In the pathological speech enhancement literature, some of the reported works, focus on the segmentation of the disordered phoneme followed by modification of the same [30, 28, 29, 20]. In several other studies, specific enhancement strategies are developed based on the disordered phenomena. In the aforementioned studies, phoneme specific modifications are attempted. These studies were effective for isolated phoneme analysis and modification. In contrast, considering a more realistic situation, the speech intelligibility and quality must be analyzed for words, and phrases. In clinical settings, when CLP speech is analyzed for enhancement tasks, the speech language pathologists (SLP), first work on isolated phonemes. Once a CLP speaker has mastered the correct phoneme production, the SLPs embed the phoneme in a word and analyze the speech intelligibility of an entire word. Further, this process is observed in a phrase and conversational speech. In a study, it is reported that a speaker may produce a phoneme correctly in isolation, but the same may be produced in error in a word-level and short phrases due to the influence of phonetic contexts . Hence, the SLPs evaluate and attempt to enhance the CLP speech by minimizing the influence of phonetic contexts. In the similar direction, the present work also focuses on the word-level intelligibility via combination of phoneme specific modification techniques reported in our earlier works [28, 29, 27]. In those works, we have demonstrated the ability to modify the phoneme specific distortions for fricative /s/, stop consonant /k/, /t/, /T/ and vowels /a/, /i/, /u/. In the present work, the relevant phoneme specific enhancement techniques are combined to improve the entire word-level intelligibility.
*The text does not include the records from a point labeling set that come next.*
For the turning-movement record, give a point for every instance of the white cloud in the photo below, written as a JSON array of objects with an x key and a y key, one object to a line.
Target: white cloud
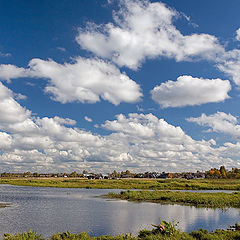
[
  {"x": 20, "y": 96},
  {"x": 238, "y": 35},
  {"x": 85, "y": 80},
  {"x": 219, "y": 122},
  {"x": 9, "y": 71},
  {"x": 137, "y": 141},
  {"x": 145, "y": 30},
  {"x": 61, "y": 49},
  {"x": 5, "y": 54},
  {"x": 189, "y": 91},
  {"x": 229, "y": 63},
  {"x": 88, "y": 119},
  {"x": 66, "y": 121}
]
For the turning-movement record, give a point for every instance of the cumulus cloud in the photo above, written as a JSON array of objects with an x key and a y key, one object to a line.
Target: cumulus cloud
[
  {"x": 238, "y": 35},
  {"x": 141, "y": 30},
  {"x": 136, "y": 141},
  {"x": 189, "y": 91},
  {"x": 5, "y": 54},
  {"x": 88, "y": 119},
  {"x": 219, "y": 122},
  {"x": 8, "y": 72},
  {"x": 85, "y": 80},
  {"x": 229, "y": 63}
]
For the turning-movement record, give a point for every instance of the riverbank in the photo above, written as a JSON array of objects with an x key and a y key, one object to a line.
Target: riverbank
[
  {"x": 209, "y": 200},
  {"x": 163, "y": 231},
  {"x": 154, "y": 184}
]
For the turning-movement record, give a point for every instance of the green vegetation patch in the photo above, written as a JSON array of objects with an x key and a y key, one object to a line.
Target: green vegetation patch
[
  {"x": 210, "y": 200},
  {"x": 154, "y": 184},
  {"x": 163, "y": 231}
]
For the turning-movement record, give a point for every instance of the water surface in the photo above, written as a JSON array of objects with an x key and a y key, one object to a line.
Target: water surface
[{"x": 51, "y": 210}]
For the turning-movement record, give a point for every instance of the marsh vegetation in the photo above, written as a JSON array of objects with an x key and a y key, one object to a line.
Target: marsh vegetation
[
  {"x": 163, "y": 231},
  {"x": 154, "y": 184},
  {"x": 199, "y": 199}
]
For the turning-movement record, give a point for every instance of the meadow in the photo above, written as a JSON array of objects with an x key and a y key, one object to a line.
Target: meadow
[
  {"x": 198, "y": 199},
  {"x": 163, "y": 231},
  {"x": 153, "y": 184}
]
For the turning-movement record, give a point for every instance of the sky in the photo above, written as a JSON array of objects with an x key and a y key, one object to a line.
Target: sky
[{"x": 103, "y": 85}]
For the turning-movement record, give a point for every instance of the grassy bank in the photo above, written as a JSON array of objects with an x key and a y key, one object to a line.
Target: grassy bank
[
  {"x": 211, "y": 200},
  {"x": 163, "y": 231},
  {"x": 155, "y": 184}
]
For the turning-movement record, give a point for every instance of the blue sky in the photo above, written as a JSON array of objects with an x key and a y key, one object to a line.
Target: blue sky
[{"x": 107, "y": 85}]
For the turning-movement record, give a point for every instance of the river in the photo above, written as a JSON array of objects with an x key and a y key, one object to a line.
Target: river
[{"x": 51, "y": 210}]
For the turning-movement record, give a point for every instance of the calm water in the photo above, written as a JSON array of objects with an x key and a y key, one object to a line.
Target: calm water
[{"x": 51, "y": 210}]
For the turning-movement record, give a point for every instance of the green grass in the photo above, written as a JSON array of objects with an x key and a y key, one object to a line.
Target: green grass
[
  {"x": 163, "y": 231},
  {"x": 210, "y": 200},
  {"x": 155, "y": 184}
]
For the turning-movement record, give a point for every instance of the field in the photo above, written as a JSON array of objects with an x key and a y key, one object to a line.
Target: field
[
  {"x": 209, "y": 200},
  {"x": 154, "y": 184},
  {"x": 163, "y": 231}
]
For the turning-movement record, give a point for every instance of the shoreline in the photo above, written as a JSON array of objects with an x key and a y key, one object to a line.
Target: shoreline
[{"x": 130, "y": 183}]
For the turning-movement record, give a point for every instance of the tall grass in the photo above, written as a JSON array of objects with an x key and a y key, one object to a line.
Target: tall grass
[
  {"x": 155, "y": 184},
  {"x": 163, "y": 231},
  {"x": 211, "y": 200}
]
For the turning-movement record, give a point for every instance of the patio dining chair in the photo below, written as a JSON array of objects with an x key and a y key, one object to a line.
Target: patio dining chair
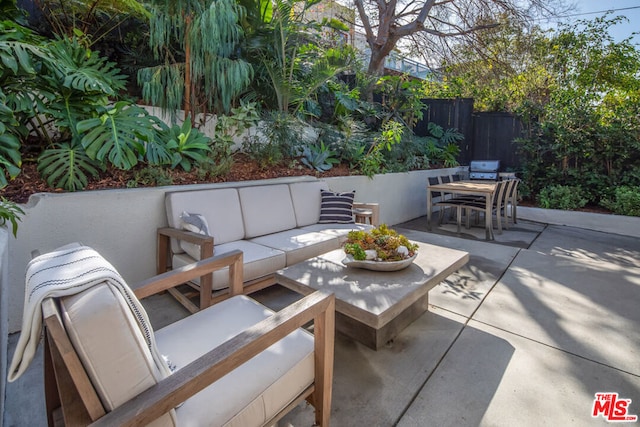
[
  {"x": 479, "y": 205},
  {"x": 236, "y": 363}
]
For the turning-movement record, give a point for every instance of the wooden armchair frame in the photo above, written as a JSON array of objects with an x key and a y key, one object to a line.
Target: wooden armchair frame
[{"x": 72, "y": 400}]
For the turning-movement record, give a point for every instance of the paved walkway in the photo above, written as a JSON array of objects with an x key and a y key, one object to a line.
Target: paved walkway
[{"x": 526, "y": 334}]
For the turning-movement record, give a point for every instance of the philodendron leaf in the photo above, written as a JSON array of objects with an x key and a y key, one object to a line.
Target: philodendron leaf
[
  {"x": 67, "y": 166},
  {"x": 118, "y": 135}
]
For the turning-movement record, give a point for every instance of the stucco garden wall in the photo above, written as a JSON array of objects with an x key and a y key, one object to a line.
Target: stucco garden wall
[
  {"x": 4, "y": 304},
  {"x": 121, "y": 224}
]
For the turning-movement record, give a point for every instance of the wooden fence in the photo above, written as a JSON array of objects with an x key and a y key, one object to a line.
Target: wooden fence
[{"x": 487, "y": 136}]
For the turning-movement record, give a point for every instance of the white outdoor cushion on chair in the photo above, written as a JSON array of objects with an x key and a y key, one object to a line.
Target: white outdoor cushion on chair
[
  {"x": 111, "y": 346},
  {"x": 254, "y": 392}
]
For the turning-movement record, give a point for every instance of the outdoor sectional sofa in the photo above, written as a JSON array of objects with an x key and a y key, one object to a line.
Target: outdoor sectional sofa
[{"x": 274, "y": 225}]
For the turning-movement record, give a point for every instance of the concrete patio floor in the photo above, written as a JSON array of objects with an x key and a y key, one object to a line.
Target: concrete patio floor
[{"x": 526, "y": 334}]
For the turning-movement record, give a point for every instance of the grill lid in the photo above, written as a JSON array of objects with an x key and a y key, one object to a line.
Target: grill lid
[{"x": 484, "y": 166}]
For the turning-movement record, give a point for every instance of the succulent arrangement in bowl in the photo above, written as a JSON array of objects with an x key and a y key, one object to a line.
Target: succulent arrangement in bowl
[{"x": 380, "y": 244}]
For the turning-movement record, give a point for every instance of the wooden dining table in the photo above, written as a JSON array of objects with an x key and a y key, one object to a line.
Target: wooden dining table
[{"x": 478, "y": 188}]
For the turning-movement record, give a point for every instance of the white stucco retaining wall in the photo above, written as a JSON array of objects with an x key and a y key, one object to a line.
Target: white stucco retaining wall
[
  {"x": 121, "y": 224},
  {"x": 4, "y": 319}
]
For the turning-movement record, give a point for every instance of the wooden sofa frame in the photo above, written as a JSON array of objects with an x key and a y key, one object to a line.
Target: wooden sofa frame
[
  {"x": 72, "y": 400},
  {"x": 204, "y": 292}
]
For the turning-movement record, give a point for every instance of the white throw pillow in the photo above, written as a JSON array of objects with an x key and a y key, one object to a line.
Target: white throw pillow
[{"x": 197, "y": 224}]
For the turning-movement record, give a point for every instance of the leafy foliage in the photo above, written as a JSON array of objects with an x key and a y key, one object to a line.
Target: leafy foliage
[
  {"x": 205, "y": 73},
  {"x": 561, "y": 197},
  {"x": 625, "y": 202},
  {"x": 67, "y": 166},
  {"x": 10, "y": 212},
  {"x": 320, "y": 158},
  {"x": 117, "y": 134},
  {"x": 187, "y": 145}
]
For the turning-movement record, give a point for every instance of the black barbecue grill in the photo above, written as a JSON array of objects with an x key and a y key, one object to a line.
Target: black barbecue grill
[{"x": 484, "y": 169}]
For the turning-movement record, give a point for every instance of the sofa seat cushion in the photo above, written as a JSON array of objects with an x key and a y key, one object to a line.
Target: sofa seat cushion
[
  {"x": 258, "y": 261},
  {"x": 220, "y": 207},
  {"x": 254, "y": 392},
  {"x": 266, "y": 209},
  {"x": 306, "y": 200},
  {"x": 339, "y": 231},
  {"x": 299, "y": 245}
]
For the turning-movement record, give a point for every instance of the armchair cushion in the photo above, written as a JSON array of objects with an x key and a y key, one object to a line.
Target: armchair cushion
[
  {"x": 111, "y": 346},
  {"x": 257, "y": 390}
]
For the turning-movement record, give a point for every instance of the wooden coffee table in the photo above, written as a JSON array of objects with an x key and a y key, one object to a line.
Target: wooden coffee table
[{"x": 373, "y": 307}]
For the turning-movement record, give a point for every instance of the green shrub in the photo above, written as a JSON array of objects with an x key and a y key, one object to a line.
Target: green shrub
[
  {"x": 565, "y": 197},
  {"x": 626, "y": 202},
  {"x": 10, "y": 212}
]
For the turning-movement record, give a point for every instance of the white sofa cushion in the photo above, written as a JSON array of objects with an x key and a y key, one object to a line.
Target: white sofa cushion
[
  {"x": 266, "y": 209},
  {"x": 306, "y": 201},
  {"x": 198, "y": 224},
  {"x": 339, "y": 231},
  {"x": 299, "y": 245},
  {"x": 220, "y": 207},
  {"x": 111, "y": 346},
  {"x": 257, "y": 390},
  {"x": 258, "y": 261}
]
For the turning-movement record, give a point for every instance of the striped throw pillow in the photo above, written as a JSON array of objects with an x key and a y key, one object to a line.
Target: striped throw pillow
[{"x": 336, "y": 207}]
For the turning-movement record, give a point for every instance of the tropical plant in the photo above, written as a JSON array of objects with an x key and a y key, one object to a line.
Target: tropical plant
[
  {"x": 291, "y": 60},
  {"x": 96, "y": 18},
  {"x": 18, "y": 55},
  {"x": 186, "y": 144},
  {"x": 10, "y": 212},
  {"x": 318, "y": 157},
  {"x": 196, "y": 43},
  {"x": 118, "y": 135},
  {"x": 401, "y": 99},
  {"x": 373, "y": 162},
  {"x": 74, "y": 84}
]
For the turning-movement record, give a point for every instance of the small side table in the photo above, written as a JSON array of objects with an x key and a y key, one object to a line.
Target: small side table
[{"x": 363, "y": 216}]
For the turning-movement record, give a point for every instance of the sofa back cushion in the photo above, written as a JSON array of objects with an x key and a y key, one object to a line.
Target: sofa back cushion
[
  {"x": 306, "y": 201},
  {"x": 266, "y": 209},
  {"x": 111, "y": 346},
  {"x": 220, "y": 207}
]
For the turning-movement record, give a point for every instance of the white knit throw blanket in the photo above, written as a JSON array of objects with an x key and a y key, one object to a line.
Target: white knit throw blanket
[{"x": 67, "y": 271}]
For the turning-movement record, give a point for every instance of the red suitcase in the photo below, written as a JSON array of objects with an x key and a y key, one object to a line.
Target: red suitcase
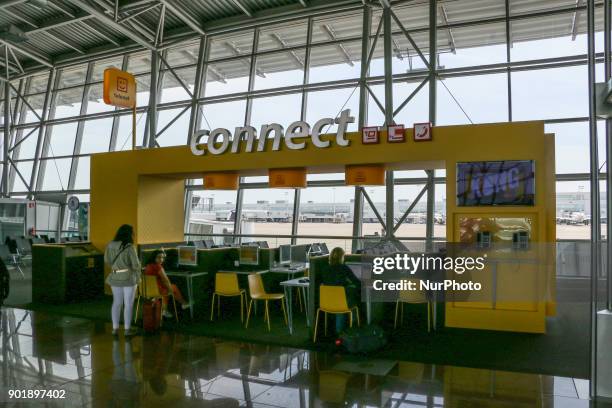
[{"x": 151, "y": 315}]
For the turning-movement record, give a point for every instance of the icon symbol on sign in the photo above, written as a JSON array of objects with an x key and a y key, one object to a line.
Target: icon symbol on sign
[
  {"x": 422, "y": 132},
  {"x": 122, "y": 84}
]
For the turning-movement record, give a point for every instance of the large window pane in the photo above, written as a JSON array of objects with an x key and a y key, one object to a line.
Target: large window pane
[
  {"x": 546, "y": 37},
  {"x": 572, "y": 146},
  {"x": 290, "y": 34},
  {"x": 230, "y": 45},
  {"x": 72, "y": 76},
  {"x": 284, "y": 109},
  {"x": 25, "y": 168},
  {"x": 185, "y": 54},
  {"x": 96, "y": 135},
  {"x": 38, "y": 84},
  {"x": 176, "y": 133},
  {"x": 143, "y": 83},
  {"x": 325, "y": 104},
  {"x": 100, "y": 66},
  {"x": 268, "y": 211},
  {"x": 326, "y": 211},
  {"x": 62, "y": 140},
  {"x": 124, "y": 133},
  {"x": 550, "y": 93},
  {"x": 172, "y": 90},
  {"x": 228, "y": 77},
  {"x": 473, "y": 45},
  {"x": 36, "y": 101},
  {"x": 474, "y": 99},
  {"x": 95, "y": 103},
  {"x": 337, "y": 26},
  {"x": 223, "y": 115},
  {"x": 68, "y": 103},
  {"x": 213, "y": 212},
  {"x": 416, "y": 111},
  {"x": 56, "y": 174},
  {"x": 81, "y": 181},
  {"x": 27, "y": 148},
  {"x": 279, "y": 69},
  {"x": 139, "y": 63},
  {"x": 335, "y": 62}
]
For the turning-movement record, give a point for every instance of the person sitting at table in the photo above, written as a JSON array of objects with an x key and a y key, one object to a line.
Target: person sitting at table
[
  {"x": 339, "y": 274},
  {"x": 154, "y": 267}
]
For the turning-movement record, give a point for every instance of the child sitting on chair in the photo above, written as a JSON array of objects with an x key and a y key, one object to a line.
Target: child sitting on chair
[{"x": 154, "y": 267}]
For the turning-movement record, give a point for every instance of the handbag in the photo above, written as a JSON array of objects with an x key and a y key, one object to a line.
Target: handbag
[{"x": 118, "y": 275}]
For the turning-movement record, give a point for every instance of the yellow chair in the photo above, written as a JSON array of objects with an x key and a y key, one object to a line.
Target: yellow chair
[
  {"x": 332, "y": 299},
  {"x": 412, "y": 297},
  {"x": 226, "y": 285},
  {"x": 257, "y": 292},
  {"x": 152, "y": 292}
]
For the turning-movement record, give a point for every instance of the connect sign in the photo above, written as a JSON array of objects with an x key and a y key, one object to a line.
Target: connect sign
[{"x": 119, "y": 88}]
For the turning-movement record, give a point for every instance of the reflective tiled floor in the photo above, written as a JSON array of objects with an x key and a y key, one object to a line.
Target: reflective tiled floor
[{"x": 81, "y": 358}]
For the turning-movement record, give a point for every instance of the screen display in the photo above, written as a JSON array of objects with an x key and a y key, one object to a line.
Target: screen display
[
  {"x": 188, "y": 255},
  {"x": 508, "y": 182},
  {"x": 249, "y": 255}
]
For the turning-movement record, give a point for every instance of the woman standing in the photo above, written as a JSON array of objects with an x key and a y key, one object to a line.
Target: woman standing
[{"x": 122, "y": 258}]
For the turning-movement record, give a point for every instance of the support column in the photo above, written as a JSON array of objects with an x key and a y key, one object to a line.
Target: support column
[
  {"x": 44, "y": 133},
  {"x": 194, "y": 118},
  {"x": 7, "y": 126},
  {"x": 362, "y": 120},
  {"x": 152, "y": 114},
  {"x": 296, "y": 215},
  {"x": 607, "y": 77},
  {"x": 594, "y": 182},
  {"x": 388, "y": 62},
  {"x": 433, "y": 64}
]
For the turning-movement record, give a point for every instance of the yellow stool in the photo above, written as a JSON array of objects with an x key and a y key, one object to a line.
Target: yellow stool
[
  {"x": 226, "y": 285},
  {"x": 257, "y": 292},
  {"x": 332, "y": 299}
]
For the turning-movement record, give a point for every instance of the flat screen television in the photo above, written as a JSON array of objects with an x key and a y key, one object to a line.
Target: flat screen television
[{"x": 496, "y": 183}]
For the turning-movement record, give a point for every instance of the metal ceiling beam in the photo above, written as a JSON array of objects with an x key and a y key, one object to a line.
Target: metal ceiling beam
[
  {"x": 242, "y": 8},
  {"x": 283, "y": 44},
  {"x": 59, "y": 22},
  {"x": 332, "y": 35},
  {"x": 59, "y": 38},
  {"x": 102, "y": 17},
  {"x": 30, "y": 54},
  {"x": 185, "y": 18},
  {"x": 8, "y": 3}
]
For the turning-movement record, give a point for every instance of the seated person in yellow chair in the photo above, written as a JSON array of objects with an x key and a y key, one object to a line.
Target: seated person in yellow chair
[
  {"x": 339, "y": 274},
  {"x": 155, "y": 268}
]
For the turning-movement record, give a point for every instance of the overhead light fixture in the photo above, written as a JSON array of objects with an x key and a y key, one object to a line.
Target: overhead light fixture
[
  {"x": 12, "y": 33},
  {"x": 39, "y": 3}
]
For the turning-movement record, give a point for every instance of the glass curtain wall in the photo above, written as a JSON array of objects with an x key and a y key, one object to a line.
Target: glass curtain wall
[{"x": 516, "y": 61}]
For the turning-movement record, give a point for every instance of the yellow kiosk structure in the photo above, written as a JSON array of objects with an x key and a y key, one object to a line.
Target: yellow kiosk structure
[{"x": 145, "y": 188}]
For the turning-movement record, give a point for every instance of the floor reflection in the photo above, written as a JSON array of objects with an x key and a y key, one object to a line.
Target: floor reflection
[{"x": 82, "y": 359}]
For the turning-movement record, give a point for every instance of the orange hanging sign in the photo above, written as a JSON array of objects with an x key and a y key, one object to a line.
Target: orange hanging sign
[
  {"x": 119, "y": 88},
  {"x": 366, "y": 175},
  {"x": 221, "y": 181},
  {"x": 287, "y": 178}
]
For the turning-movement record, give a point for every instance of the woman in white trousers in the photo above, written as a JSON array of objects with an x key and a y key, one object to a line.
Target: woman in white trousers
[{"x": 123, "y": 260}]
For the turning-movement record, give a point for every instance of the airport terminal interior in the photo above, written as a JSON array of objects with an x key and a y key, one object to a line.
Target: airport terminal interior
[{"x": 305, "y": 203}]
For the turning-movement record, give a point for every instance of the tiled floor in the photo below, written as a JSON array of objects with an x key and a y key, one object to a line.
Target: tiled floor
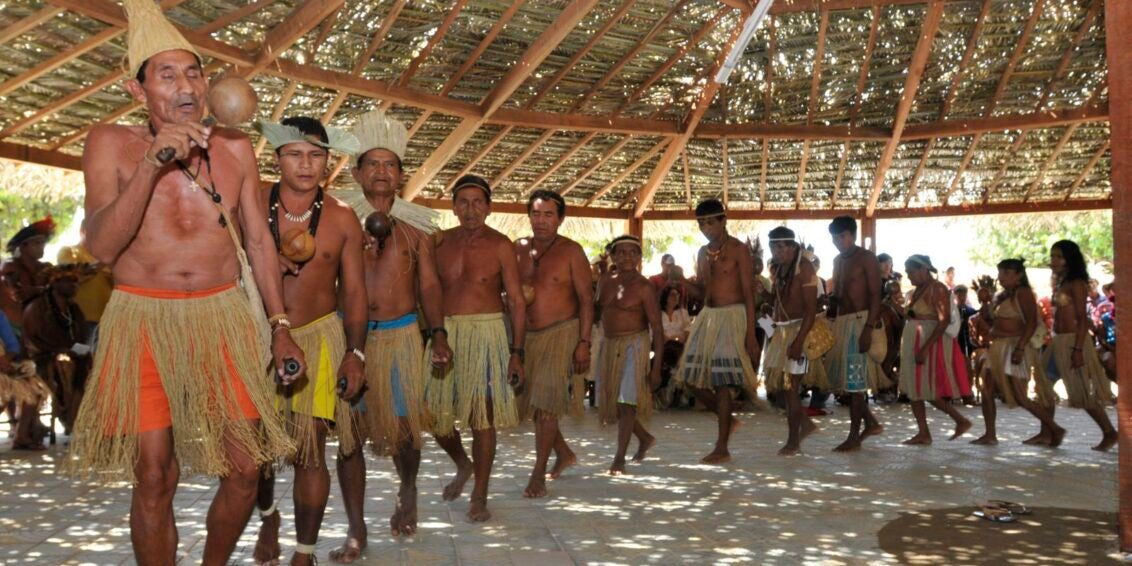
[{"x": 885, "y": 504}]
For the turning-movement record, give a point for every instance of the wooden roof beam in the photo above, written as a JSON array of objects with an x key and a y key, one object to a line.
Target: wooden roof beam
[
  {"x": 815, "y": 82},
  {"x": 536, "y": 53},
  {"x": 911, "y": 85},
  {"x": 649, "y": 189},
  {"x": 1088, "y": 169},
  {"x": 557, "y": 164},
  {"x": 60, "y": 59},
  {"x": 470, "y": 60},
  {"x": 595, "y": 165},
  {"x": 28, "y": 23},
  {"x": 1049, "y": 161},
  {"x": 862, "y": 80},
  {"x": 627, "y": 171},
  {"x": 1003, "y": 80}
]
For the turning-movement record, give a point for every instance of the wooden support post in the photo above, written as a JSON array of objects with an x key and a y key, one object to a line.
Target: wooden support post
[
  {"x": 868, "y": 233},
  {"x": 635, "y": 226},
  {"x": 1117, "y": 19}
]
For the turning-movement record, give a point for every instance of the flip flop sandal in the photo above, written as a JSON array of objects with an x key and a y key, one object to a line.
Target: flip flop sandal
[
  {"x": 1013, "y": 508},
  {"x": 994, "y": 514}
]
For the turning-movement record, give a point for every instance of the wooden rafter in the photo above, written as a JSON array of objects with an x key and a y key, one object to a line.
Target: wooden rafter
[
  {"x": 1088, "y": 169},
  {"x": 908, "y": 95},
  {"x": 432, "y": 42},
  {"x": 1049, "y": 161},
  {"x": 950, "y": 97},
  {"x": 470, "y": 60},
  {"x": 687, "y": 178},
  {"x": 627, "y": 171},
  {"x": 696, "y": 37},
  {"x": 562, "y": 161},
  {"x": 814, "y": 84},
  {"x": 727, "y": 173},
  {"x": 595, "y": 165},
  {"x": 858, "y": 99},
  {"x": 1003, "y": 80},
  {"x": 28, "y": 23},
  {"x": 1058, "y": 73},
  {"x": 536, "y": 53},
  {"x": 60, "y": 59},
  {"x": 676, "y": 147}
]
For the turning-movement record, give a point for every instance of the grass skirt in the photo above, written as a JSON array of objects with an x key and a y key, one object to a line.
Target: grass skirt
[
  {"x": 616, "y": 354},
  {"x": 998, "y": 357},
  {"x": 549, "y": 369},
  {"x": 477, "y": 376},
  {"x": 847, "y": 329},
  {"x": 717, "y": 353},
  {"x": 385, "y": 350},
  {"x": 191, "y": 341},
  {"x": 1087, "y": 386},
  {"x": 943, "y": 374},
  {"x": 314, "y": 397}
]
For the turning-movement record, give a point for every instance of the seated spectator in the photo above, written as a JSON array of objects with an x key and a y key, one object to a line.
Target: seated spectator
[{"x": 56, "y": 335}]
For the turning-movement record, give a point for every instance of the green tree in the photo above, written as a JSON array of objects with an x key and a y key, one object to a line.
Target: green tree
[
  {"x": 18, "y": 211},
  {"x": 1029, "y": 236}
]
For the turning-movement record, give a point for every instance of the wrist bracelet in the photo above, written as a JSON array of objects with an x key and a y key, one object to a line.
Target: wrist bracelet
[{"x": 358, "y": 353}]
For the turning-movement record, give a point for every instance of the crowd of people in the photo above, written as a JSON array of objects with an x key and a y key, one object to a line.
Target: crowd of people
[{"x": 206, "y": 325}]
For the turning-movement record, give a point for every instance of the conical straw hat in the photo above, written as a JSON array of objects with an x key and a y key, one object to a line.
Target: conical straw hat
[{"x": 149, "y": 33}]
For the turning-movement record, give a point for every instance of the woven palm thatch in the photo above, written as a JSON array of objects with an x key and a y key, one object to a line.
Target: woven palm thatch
[{"x": 1010, "y": 106}]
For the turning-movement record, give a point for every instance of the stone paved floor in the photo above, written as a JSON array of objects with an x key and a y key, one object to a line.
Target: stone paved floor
[{"x": 761, "y": 508}]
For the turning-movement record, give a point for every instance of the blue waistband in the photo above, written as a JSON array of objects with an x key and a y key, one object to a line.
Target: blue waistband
[{"x": 392, "y": 325}]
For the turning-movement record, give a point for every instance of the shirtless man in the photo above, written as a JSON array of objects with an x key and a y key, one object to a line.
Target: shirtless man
[
  {"x": 795, "y": 308},
  {"x": 629, "y": 311},
  {"x": 855, "y": 308},
  {"x": 179, "y": 341},
  {"x": 400, "y": 277},
  {"x": 24, "y": 272},
  {"x": 477, "y": 264},
  {"x": 310, "y": 294},
  {"x": 725, "y": 329},
  {"x": 559, "y": 320}
]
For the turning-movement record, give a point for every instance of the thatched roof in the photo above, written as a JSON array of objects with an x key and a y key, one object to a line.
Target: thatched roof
[{"x": 846, "y": 104}]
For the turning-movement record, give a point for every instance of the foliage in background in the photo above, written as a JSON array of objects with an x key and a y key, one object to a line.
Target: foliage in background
[
  {"x": 18, "y": 211},
  {"x": 1029, "y": 236}
]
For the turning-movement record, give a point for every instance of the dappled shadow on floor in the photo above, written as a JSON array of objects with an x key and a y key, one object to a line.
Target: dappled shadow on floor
[{"x": 954, "y": 536}]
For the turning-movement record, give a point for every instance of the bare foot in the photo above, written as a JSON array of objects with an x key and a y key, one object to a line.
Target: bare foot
[
  {"x": 478, "y": 512},
  {"x": 807, "y": 428},
  {"x": 617, "y": 468},
  {"x": 1107, "y": 442},
  {"x": 643, "y": 447},
  {"x": 456, "y": 487},
  {"x": 562, "y": 463},
  {"x": 717, "y": 456},
  {"x": 1056, "y": 437},
  {"x": 920, "y": 439},
  {"x": 267, "y": 545},
  {"x": 536, "y": 488},
  {"x": 961, "y": 427},
  {"x": 405, "y": 513},
  {"x": 872, "y": 430},
  {"x": 350, "y": 551}
]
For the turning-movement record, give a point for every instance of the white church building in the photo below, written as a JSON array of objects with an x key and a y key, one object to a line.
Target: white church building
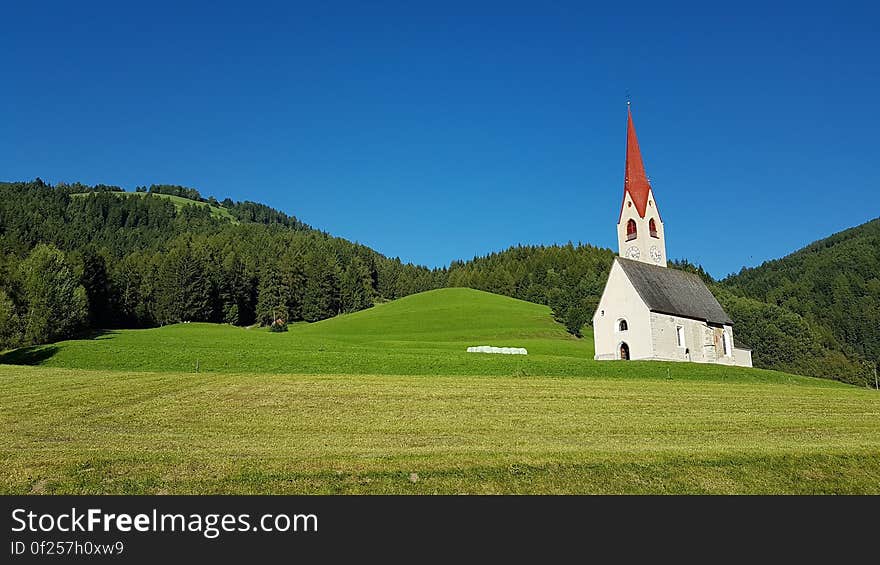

2 Transforming word-level speech intelligibility
In this work, nonsensical word modification is attempted by combining the specific phoneme modification techniques discussed in the our earlier works. Several words are formed by the possible combinations of the phonemes studied in the reported works. When a single transformation method is used to modify the entire word, it is observed that the speech sounds muffled. Thus, further processing is required to achieve a good quality enhanced speech. various issues exist in performing the entire word-level intelligibility because phonemes are either substituted by other phonemes or nasal consonants or gets nasalized. Different types of other misarticulation also affects the CLP speech intelligibility and quality. It is challenging to detect such misarticulations in an unsupervised method. Therefore, certain assumptions are made prior to the enhancement task.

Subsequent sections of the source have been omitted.